How can we develop active patience?

(by Carlos Bernardo Gonzalez Pecotche*) 

"One could say that everybody knows that the human being is basically impatient. This is one of the deficiencies of his character which makes it most difficult and even impossible for him to achieve any progress in his pursuit of self-betterment.

He, who is influenced by impatience, and feels diminished at the thought of incapability and discouragement, annihilates his own strength. Under these conditions, the struggle intensifies and once he is defeated, it becomes easy to lapse into despair. This is what happens to the impatient, to those who have not learned to coordinate their inner forces to face adversity, which at every moment presents a new field for battle.

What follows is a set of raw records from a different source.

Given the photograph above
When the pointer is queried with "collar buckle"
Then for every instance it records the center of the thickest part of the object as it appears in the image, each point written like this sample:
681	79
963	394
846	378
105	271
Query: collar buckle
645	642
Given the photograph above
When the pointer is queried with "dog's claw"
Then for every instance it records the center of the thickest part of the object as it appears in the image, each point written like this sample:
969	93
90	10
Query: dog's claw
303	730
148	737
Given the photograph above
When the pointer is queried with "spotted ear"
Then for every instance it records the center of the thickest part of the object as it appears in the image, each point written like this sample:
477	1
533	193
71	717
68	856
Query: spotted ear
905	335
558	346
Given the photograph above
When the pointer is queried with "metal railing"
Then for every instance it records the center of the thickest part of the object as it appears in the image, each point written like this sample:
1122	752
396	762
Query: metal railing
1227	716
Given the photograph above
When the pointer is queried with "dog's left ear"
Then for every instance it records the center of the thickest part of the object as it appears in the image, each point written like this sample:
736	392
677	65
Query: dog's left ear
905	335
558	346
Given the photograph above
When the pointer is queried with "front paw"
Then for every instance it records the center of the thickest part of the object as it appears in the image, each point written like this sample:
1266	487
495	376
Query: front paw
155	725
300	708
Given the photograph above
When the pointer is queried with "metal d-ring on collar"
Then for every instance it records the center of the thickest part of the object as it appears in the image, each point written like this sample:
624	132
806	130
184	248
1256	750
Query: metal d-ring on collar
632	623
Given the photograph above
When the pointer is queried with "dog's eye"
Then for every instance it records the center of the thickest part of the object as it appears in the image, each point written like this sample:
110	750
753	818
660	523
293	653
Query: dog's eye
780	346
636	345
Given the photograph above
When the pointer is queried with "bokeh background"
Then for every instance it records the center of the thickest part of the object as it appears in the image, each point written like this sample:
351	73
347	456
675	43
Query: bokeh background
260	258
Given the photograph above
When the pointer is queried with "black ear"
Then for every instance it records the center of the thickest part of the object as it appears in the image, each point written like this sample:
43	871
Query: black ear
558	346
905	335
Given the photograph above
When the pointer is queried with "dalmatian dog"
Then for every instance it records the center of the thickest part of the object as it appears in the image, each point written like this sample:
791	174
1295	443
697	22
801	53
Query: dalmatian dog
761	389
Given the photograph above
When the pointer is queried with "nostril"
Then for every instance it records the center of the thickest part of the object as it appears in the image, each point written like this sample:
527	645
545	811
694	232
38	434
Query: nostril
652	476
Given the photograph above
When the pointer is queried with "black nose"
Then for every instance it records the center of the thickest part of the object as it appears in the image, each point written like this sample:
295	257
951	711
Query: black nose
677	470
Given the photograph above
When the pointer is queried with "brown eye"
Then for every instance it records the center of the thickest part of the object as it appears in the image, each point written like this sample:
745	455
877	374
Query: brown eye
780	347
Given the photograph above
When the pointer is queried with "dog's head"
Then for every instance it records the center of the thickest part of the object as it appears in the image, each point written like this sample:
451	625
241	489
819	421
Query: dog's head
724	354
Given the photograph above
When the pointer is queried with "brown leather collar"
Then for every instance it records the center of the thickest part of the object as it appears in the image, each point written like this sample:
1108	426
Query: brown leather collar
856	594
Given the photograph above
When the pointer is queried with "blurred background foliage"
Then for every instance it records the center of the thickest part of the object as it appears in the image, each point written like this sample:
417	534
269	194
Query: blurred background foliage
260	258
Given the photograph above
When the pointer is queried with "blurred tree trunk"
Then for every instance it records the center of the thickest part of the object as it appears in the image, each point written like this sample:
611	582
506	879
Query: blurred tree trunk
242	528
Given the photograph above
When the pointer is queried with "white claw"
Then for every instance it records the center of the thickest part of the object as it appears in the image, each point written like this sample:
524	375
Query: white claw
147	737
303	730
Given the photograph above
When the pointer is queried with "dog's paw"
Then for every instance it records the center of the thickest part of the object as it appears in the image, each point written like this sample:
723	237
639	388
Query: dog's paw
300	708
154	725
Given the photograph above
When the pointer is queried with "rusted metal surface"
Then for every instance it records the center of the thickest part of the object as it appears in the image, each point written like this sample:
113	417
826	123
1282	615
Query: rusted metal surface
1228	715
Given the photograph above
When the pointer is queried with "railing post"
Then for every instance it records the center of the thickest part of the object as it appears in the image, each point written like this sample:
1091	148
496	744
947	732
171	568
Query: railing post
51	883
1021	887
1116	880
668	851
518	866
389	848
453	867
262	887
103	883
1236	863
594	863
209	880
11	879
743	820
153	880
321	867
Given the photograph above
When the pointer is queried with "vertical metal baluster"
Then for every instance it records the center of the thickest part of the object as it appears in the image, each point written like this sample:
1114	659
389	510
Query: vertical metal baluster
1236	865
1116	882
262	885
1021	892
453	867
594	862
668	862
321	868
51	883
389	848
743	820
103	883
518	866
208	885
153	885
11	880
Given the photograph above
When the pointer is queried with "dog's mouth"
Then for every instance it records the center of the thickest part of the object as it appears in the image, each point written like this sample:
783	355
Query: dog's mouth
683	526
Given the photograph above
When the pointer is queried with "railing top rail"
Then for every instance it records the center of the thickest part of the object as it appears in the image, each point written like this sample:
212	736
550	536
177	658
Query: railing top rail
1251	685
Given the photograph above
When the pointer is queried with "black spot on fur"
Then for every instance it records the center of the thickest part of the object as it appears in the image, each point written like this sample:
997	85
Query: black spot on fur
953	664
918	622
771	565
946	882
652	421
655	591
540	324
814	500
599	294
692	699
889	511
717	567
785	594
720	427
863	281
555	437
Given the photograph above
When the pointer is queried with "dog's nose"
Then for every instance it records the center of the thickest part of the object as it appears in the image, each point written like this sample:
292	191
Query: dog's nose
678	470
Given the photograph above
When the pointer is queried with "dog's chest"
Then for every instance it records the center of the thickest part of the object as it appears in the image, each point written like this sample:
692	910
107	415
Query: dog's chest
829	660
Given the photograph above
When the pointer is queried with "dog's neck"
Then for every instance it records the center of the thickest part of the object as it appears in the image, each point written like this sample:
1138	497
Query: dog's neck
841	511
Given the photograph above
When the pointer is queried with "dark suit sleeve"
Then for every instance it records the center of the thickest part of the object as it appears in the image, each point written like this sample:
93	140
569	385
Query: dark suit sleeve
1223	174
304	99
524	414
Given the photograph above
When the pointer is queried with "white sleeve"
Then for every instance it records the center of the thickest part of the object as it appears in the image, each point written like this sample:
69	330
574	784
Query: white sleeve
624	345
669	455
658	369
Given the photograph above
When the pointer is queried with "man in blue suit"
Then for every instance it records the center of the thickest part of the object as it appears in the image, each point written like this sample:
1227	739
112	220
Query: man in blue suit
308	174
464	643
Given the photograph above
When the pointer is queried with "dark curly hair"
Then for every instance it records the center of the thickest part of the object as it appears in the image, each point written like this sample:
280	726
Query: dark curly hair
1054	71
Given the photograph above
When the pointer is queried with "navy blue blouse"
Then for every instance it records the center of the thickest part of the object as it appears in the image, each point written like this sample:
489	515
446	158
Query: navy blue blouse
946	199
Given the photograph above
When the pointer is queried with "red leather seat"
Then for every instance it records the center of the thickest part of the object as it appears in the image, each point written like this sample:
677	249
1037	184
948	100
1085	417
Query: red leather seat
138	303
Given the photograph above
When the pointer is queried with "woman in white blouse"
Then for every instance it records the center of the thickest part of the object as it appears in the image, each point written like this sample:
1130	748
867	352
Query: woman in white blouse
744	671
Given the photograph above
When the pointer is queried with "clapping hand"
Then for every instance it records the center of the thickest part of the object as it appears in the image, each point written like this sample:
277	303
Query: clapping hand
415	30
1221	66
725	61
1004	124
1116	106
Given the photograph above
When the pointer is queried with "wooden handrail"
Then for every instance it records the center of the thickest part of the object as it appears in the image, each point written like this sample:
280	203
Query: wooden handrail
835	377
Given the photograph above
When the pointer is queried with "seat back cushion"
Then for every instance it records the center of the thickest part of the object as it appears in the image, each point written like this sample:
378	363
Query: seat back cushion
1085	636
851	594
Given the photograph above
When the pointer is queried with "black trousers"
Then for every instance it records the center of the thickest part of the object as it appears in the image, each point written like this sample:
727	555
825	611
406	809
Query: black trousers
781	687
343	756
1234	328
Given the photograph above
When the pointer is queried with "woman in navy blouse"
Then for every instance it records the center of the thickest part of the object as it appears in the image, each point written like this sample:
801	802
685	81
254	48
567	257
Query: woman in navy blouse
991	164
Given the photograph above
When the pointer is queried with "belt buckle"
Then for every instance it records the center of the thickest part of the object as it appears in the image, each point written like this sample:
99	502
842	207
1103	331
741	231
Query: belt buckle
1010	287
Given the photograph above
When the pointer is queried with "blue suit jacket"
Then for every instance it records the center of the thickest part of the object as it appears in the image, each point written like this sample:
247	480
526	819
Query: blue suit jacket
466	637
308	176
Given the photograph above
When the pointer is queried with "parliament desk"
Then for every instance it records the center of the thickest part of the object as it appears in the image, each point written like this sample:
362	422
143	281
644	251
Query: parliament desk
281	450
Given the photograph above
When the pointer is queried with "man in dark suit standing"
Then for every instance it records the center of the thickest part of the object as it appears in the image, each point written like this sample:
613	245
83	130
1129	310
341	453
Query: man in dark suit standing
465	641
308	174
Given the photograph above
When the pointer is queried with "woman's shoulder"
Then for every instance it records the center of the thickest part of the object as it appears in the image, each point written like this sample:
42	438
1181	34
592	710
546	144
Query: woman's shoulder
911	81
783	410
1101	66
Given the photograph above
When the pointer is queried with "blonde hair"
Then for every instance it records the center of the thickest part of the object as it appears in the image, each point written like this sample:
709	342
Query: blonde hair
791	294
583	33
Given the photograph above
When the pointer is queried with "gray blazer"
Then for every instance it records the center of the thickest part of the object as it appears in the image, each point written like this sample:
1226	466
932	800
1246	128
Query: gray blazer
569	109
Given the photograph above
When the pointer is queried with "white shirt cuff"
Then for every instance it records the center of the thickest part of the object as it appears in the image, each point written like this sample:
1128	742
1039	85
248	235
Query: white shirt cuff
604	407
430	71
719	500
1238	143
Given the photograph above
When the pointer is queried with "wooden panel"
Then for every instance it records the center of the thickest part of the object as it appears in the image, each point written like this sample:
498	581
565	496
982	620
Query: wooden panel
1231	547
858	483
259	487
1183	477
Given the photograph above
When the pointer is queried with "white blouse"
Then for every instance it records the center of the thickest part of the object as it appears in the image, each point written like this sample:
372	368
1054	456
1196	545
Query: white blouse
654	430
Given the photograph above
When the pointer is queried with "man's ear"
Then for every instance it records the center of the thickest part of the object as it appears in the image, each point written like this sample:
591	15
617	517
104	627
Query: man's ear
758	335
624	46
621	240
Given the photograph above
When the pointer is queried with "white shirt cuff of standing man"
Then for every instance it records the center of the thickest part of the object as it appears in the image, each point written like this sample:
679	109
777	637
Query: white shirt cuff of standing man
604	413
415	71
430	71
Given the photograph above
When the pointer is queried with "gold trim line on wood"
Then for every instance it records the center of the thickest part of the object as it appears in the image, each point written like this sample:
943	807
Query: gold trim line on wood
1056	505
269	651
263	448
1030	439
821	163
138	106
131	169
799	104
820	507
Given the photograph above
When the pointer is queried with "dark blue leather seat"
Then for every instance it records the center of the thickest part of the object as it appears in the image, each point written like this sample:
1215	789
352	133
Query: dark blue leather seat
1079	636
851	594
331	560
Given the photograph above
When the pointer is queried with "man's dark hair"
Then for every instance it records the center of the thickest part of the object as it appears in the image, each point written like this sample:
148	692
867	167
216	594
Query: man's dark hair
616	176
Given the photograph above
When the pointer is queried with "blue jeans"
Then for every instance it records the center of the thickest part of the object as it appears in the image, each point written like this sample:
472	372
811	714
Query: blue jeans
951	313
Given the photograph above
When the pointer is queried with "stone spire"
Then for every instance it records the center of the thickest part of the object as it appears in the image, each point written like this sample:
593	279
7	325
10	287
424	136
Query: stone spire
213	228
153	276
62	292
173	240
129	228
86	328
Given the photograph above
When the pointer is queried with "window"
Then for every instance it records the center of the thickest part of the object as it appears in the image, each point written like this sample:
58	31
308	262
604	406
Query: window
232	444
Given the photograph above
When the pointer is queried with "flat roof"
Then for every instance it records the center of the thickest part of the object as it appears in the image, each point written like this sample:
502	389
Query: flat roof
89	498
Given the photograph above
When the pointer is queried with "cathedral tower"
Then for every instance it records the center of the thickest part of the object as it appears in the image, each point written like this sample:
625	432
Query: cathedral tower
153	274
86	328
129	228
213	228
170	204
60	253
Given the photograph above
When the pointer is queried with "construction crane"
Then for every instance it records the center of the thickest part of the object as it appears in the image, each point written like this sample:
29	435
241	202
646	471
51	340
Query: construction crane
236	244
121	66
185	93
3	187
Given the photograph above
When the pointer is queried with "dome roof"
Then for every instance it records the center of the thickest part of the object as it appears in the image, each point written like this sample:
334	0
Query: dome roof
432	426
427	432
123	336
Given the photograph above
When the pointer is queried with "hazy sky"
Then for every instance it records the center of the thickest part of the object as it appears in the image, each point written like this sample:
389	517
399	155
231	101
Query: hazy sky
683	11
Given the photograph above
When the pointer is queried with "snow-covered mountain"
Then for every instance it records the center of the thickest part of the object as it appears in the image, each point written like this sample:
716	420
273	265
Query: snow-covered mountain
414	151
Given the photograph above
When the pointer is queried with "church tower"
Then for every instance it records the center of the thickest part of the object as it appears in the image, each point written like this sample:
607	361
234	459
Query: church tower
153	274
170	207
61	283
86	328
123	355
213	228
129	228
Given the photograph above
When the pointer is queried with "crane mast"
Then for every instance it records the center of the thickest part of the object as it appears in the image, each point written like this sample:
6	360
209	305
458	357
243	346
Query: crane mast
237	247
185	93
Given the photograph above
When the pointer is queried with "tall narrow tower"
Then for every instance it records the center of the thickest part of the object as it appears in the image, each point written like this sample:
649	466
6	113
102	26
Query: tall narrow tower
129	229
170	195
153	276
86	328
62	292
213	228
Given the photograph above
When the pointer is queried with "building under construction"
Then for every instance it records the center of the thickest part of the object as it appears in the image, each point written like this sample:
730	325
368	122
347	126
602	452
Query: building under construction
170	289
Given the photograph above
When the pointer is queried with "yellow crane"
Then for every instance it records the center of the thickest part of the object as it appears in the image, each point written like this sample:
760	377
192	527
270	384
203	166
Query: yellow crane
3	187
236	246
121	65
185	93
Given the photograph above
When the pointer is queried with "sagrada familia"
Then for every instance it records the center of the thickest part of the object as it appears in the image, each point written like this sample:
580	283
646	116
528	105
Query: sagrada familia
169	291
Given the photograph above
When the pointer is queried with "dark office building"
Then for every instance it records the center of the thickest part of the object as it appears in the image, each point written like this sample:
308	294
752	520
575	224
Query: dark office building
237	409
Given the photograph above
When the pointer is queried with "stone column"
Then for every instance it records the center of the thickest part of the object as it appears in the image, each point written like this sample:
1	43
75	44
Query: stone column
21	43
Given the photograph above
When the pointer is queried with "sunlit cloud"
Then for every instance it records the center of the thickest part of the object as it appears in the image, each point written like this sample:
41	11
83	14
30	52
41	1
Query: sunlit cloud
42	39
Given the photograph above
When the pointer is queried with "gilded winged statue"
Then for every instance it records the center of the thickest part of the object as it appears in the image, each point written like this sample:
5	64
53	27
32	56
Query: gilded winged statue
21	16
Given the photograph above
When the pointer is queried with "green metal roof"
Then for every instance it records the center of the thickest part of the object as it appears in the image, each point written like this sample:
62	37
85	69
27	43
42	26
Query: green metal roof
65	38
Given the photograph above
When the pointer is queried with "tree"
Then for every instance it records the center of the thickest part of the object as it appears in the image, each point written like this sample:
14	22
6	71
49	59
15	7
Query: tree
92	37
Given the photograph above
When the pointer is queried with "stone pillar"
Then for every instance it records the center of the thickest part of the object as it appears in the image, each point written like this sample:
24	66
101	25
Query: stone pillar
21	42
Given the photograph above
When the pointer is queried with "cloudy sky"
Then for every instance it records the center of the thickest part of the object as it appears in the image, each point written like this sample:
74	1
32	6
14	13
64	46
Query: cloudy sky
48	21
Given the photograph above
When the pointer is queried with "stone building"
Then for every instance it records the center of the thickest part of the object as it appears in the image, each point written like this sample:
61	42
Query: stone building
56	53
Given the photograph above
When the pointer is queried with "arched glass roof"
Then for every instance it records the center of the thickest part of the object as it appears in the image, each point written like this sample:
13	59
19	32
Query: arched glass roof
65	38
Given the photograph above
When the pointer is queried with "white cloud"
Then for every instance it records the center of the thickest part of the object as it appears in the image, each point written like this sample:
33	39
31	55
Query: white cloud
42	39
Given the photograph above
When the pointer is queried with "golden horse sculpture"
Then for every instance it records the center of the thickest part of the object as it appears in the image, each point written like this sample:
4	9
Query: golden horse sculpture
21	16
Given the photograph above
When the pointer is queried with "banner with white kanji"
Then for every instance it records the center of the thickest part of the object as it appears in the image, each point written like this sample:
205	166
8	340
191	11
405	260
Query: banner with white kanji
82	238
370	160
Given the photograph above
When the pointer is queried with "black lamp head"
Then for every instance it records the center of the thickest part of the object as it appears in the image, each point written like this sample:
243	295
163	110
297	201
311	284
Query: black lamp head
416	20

Patience, regarded as a factor of success in the useful application of effort, must not be restricted in its dynamic expression if one wishes to obtain, through it, that which every circumstance demands as a tribute of time. To be able to appreciate this, it is necessary to understand clearly that patience is not a virtue when it appears in the form of passivity, as is the case when man adopts the attitude of waiting for things to be solved all by themselves, expecting Providence to smile on him and, as a reward for his constancy in waiting without doing anything, to present him with that which should be the product of reasoning and effort.

Patience, as a virtue, must be active and conscious. To endow it with these qualities, it is necessary to establish an order in the sequence of the achievements, since the structuring of a plan must precede the patient and intelligent use of the effort which must participate in the execution of this plan. Patience must stay with the individual until the final result is attained, because it is the energy that sustains the effort until its successful culmination.

We have stated repeatedly that patience creates the capacity to understand time. It will be understood, of course, that we have referred to the patience of those who know how to wait. In other words, the greater our comprehension of its value, the greater will be the effectiveness with which time serves us, giving us, on the other hand, a serenity of spirit not known by the impatient person.

The individual who practices patience under the beneficial influence of his conscience knows that nothing comes to an end for him. The very opposite happens to a person who, lacking patience, puts an end all by himself to that which he was not supposed to exclude from his possibilities. To the former, everything can continue to exist in his reasoning during the time required to achieve his objective; to the latter, all continuity ceases.

It can be justifiably said that the secret of the successes that man has been able to obtain in his conquest of goodness has resided in the active patience manifested in the perseverance, in the uninterrupted work, in the devotion, and also in that conscious faith which gradually takes root in the soul, and is upheld by his own verifications."